[Oops! My apologies. this weekend was the first warm days where I live and I spent them in my garden:) (What a mess!) In so doing, I lost track and didn’t write Sunday’s Quotable Quotes and although I had this post ready I forgot to schedule it for this morning. –Miki]
I’m sure you’ve seen the story regarding the resignation of Best Buy CEO Brian J. Dunn.
Yet one more incidence of fooling around with the help = inappropriate personal conduct = resignation/termination.
Lawyer Michael W. Peregrine writes that times are changing.
It’s the traditional compact in corporate America: what C.E.O.’s do on their own time is their business, as long as they are not breaking any laws.

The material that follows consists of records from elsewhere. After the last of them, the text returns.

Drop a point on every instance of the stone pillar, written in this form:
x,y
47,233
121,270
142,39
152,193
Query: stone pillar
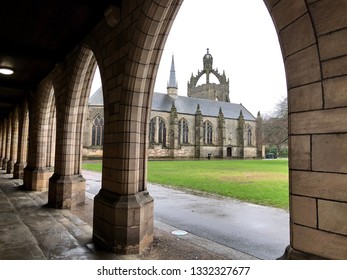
x,y
67,185
259,137
240,135
4,139
173,130
221,133
14,143
36,172
18,172
1,138
8,143
198,131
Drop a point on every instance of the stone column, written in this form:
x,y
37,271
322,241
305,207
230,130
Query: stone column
x,y
8,143
240,135
36,172
198,131
67,185
14,143
173,130
221,132
4,139
1,138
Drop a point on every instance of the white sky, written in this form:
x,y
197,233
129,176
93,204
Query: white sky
x,y
243,42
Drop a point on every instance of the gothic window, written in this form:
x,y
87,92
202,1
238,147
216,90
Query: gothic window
x,y
152,131
249,136
162,132
207,132
183,131
98,131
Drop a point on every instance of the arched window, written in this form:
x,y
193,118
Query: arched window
x,y
152,131
183,131
162,132
249,136
207,132
98,131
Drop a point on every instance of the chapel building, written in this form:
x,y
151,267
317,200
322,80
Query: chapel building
x,y
203,124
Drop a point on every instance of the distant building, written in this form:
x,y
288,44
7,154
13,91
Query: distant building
x,y
203,124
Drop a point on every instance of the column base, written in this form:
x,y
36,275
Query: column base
x,y
123,224
18,171
36,179
292,254
66,192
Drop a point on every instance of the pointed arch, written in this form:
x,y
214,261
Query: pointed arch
x,y
207,132
183,131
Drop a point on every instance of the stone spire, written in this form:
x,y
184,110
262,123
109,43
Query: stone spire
x,y
172,84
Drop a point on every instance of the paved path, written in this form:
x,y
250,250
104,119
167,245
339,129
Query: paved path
x,y
259,231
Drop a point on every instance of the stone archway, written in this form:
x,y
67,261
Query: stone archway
x,y
72,85
229,152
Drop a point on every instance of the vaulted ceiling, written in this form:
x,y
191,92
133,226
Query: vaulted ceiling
x,y
37,34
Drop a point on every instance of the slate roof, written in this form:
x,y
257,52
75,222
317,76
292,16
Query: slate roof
x,y
187,105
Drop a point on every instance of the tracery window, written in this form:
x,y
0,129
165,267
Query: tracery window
x,y
162,132
183,131
152,127
157,131
249,136
207,132
98,131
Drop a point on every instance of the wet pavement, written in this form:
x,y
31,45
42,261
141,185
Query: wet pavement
x,y
234,230
262,232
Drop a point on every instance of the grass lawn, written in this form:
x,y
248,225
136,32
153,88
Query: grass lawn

And it’s a compact that is rapidly going by the wayside, as boards concerned with the corporate reputation are increasingly making clear.
However, it does make one wonder when actions that have almost always resulted in termination at lower levels make headlines when they happen in the executive suite.
With few exceptions, most companies have rules against managers dating subordinates; affairs between peers are considered dicey and intra-office adultery is a definite no-no.
When companies are demanding entre to the personal/private areas of candidates’ social media prior to hiring why is it so surprising that corporate boards are focusing on personal/private executive behavior?
In a world where street reps are forever and the bedrock of good corporate culture is trust and authenticity there is no room for do-as-I-say-not-as-I-do executives.